Grounded (for now)

Published by GrahamLewis in the blog Reflections on My Golden River. Views: 131

I've talked here a few times about my lovebird companion, who we've had for seven-plus years. We've never clipped his wings, and let him out a few times a day to flex his wings. Usually he flies around a bit, checking things out, then settles onto his perch or someone's shoulder.

Last night I had him downstairs with me, in my writing area, in the fully finished quarter of our basement. I was writing, he was sitting on my shoulder, staring into space, meditating I think. Then I moved in a way he didn't like, and he took off intending, I presumed to perch on the door until he was sure I was being still again. I kept writing.

Suddenly I heard him "screaming" from the other room. The light had been off in there and he rarely ventures from light into darkness. I jumped up and turned on the light. He had managed to collide with a fly-catching apparatus that hangs from the ceiling, a circular piece of cardboard covered with flypaper. He was struggling to get free but the more he struggled the more caught he became. Sort of like the Tarpaper Baby in the Old Uncle Remus stories (I wonder how many of you catch the reference). The tube had quite a few feathers stuck to it.

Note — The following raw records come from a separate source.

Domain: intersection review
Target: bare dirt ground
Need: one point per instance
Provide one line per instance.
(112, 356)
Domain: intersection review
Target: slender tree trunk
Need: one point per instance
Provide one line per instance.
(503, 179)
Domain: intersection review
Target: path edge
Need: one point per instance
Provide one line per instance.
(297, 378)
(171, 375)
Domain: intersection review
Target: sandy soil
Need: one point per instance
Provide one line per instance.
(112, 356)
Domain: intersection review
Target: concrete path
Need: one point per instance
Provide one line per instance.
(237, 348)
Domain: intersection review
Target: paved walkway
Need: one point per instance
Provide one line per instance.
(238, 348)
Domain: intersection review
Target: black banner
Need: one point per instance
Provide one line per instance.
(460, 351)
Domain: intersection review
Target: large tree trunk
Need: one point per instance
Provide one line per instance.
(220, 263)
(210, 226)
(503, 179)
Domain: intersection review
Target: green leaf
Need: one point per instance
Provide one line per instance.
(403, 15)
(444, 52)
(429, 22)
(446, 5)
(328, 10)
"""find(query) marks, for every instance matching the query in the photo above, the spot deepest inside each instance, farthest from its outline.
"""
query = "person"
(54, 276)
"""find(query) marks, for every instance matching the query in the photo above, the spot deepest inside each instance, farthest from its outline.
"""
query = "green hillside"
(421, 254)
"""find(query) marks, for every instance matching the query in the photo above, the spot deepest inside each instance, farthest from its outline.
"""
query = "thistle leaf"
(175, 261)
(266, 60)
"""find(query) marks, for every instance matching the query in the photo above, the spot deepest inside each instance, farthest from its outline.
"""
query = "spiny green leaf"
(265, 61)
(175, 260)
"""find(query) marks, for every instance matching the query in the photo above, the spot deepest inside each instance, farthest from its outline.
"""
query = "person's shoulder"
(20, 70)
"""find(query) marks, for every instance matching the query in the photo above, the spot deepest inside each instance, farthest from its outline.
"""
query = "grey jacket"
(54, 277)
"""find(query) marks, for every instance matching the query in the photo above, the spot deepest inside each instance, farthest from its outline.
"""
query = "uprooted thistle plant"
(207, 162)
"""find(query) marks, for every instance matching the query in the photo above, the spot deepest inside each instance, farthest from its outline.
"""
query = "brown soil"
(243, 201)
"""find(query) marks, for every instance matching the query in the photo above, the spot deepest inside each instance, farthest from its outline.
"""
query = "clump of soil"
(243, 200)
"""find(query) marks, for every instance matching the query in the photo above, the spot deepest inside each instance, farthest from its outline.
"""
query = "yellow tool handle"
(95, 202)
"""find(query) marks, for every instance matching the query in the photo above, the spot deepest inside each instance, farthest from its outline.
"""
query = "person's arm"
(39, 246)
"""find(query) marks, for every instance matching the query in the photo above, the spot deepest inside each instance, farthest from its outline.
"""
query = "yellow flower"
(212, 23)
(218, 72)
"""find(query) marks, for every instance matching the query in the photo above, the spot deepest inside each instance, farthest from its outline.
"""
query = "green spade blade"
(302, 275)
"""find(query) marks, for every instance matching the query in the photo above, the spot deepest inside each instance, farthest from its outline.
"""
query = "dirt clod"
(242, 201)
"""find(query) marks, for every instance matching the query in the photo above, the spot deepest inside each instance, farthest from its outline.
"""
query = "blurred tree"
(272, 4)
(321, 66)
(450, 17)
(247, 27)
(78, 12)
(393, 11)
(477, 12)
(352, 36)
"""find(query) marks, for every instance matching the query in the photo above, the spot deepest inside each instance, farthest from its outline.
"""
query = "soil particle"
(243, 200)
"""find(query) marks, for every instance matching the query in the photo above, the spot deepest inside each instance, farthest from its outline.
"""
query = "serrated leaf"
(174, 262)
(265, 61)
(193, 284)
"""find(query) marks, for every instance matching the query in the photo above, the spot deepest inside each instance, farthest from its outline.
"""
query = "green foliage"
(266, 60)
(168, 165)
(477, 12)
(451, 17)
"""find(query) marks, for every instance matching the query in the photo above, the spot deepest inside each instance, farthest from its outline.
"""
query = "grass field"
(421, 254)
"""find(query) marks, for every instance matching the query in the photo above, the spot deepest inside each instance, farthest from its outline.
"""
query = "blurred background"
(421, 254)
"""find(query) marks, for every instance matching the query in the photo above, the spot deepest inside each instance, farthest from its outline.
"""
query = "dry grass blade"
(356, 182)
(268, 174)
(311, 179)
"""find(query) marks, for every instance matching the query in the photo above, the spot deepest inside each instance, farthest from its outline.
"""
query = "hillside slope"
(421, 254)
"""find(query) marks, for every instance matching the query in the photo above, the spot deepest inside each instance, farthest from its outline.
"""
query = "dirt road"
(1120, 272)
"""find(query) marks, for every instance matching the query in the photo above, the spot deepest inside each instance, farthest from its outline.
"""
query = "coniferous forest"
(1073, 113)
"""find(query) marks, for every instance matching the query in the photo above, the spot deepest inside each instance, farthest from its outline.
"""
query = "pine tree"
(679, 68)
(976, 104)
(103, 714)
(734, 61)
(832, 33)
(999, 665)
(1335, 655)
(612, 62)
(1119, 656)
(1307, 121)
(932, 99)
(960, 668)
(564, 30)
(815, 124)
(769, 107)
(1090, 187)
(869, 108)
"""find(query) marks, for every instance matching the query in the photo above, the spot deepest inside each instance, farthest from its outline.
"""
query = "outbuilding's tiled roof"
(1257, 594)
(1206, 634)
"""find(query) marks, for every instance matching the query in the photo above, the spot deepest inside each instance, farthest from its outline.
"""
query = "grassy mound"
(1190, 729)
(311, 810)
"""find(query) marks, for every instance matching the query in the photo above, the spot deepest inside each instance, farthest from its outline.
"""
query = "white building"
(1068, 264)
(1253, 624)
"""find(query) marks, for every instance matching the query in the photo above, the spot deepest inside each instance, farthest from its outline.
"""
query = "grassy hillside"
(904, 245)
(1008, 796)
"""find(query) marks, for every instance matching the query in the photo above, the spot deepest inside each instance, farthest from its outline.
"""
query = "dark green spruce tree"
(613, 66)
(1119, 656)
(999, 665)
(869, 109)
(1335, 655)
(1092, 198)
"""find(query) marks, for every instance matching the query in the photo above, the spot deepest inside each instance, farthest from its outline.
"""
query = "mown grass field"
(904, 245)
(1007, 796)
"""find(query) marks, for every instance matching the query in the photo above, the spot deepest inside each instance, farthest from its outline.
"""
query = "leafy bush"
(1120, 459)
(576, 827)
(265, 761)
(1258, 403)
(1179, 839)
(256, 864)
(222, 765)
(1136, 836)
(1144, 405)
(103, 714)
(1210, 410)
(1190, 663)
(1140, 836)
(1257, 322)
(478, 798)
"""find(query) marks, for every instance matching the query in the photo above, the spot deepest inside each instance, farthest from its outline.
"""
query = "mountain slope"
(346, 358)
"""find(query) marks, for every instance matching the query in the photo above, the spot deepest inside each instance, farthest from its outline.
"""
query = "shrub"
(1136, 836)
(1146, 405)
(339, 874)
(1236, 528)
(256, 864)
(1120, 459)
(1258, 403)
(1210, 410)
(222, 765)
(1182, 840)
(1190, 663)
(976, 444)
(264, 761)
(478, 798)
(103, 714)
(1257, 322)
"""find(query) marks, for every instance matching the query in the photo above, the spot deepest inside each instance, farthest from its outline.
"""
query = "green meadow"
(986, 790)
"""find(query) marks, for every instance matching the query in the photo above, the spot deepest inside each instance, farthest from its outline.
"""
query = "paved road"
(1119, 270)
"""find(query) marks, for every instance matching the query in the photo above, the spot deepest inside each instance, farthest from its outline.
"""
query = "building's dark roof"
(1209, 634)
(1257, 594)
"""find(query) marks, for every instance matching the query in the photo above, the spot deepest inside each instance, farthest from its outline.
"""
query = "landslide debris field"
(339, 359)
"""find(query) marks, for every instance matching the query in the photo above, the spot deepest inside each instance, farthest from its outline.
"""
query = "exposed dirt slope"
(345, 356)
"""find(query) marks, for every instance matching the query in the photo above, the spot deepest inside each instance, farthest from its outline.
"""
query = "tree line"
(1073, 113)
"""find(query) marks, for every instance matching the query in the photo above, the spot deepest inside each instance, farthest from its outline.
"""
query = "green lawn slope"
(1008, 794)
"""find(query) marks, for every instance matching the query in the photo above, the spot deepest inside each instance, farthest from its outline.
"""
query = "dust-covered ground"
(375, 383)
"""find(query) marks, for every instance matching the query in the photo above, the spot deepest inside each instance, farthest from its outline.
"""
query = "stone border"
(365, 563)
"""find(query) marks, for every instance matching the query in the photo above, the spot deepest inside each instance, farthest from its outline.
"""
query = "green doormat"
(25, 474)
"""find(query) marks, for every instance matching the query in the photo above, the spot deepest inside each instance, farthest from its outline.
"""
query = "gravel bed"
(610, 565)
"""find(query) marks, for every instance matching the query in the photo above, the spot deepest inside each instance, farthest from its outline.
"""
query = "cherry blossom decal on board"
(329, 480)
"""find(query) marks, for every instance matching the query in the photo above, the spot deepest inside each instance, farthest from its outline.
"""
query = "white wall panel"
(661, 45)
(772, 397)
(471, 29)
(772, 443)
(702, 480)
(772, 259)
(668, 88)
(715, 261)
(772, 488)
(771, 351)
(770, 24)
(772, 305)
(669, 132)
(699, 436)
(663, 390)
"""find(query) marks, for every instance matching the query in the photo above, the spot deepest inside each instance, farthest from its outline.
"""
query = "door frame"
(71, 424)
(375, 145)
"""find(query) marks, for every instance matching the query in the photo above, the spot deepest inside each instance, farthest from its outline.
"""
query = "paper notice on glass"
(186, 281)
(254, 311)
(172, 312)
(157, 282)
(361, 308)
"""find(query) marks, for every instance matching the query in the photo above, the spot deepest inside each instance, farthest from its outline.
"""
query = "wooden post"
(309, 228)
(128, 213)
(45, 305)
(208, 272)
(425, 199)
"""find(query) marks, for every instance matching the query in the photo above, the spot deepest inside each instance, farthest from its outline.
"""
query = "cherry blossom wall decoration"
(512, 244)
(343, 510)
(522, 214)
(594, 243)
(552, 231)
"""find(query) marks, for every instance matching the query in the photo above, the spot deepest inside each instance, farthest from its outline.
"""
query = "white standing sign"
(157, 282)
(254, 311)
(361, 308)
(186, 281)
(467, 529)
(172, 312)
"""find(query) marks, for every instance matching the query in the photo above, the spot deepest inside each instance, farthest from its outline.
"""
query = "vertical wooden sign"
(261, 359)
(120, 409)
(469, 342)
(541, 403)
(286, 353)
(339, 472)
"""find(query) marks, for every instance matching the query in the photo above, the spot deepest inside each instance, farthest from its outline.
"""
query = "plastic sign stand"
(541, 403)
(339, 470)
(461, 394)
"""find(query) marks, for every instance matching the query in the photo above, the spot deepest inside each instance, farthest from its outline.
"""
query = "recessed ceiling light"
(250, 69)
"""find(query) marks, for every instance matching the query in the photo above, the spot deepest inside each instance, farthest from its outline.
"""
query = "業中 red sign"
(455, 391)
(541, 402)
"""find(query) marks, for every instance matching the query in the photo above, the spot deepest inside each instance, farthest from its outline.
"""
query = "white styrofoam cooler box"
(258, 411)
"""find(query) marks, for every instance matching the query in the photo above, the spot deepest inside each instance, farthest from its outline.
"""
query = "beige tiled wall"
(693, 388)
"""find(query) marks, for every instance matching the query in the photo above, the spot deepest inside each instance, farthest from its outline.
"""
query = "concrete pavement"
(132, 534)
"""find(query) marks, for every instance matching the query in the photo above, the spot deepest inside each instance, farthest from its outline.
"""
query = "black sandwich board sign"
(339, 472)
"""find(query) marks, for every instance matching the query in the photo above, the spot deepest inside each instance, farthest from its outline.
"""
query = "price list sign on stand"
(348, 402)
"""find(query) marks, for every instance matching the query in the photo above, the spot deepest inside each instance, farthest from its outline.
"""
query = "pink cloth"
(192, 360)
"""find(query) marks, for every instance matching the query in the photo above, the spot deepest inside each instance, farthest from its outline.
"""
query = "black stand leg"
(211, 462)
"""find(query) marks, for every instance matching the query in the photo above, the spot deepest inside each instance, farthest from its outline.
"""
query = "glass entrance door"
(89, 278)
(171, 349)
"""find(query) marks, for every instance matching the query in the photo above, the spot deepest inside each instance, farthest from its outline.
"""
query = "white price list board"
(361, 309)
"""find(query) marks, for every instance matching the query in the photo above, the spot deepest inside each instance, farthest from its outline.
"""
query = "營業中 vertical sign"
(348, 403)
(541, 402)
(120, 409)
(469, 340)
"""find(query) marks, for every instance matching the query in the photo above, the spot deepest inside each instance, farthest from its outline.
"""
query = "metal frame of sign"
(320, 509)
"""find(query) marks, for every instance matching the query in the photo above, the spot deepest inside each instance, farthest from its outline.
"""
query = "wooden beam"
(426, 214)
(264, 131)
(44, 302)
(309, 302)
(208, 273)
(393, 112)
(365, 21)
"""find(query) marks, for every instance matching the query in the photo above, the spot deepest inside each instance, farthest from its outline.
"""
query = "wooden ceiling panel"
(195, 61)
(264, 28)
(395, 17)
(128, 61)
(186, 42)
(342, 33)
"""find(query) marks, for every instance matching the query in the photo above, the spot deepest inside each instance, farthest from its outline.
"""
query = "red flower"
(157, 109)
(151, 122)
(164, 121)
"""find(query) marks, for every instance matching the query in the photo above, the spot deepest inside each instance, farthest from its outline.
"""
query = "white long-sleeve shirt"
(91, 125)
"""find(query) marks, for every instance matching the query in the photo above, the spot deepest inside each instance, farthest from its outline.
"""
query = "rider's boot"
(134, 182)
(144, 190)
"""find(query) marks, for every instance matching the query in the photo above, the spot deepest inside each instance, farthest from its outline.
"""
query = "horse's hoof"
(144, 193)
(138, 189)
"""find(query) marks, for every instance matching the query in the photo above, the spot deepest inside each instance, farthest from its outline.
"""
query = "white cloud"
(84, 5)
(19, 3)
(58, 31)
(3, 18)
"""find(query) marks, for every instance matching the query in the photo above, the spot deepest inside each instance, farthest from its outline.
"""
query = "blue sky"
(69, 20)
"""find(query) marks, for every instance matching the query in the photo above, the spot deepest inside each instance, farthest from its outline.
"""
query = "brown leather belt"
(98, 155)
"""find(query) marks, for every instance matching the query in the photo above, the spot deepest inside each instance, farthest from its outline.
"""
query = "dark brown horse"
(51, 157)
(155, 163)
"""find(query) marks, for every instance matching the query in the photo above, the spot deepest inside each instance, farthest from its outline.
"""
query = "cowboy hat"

I got him free and he sat on hand a moment, then launched himself into space, but fluttered to the floor. He had apparently lost enough feathers (likely some wing feathers) that he was off-balance and non-areonautical. I took him upstairs, put him into his cage, and called the university veterinary school emergency clinic. The emergency tech I talked with listened patiently, went through a litany of things to watch for, then laughed slightly. "This happens more than you might think." She told me to keep in in the cage a couple days to calm down, then go back to normal -- or as close as possible, since it will likely take a few months to re-grow the feathers.

All in all, I'm relieved. I recall seeing that old flycatcher hanging there, but never got around to removing it. And I know the stories about how easily and often these inquisitive little birds get into trouble, hence the fact that letting them have their wings is a calculated risk, balancing the enhanced health and fitness of making full use of the wings vs. the safety of keeping them under control.

I still think we made the right choice, and fully intend to let him fly freely again once he is able.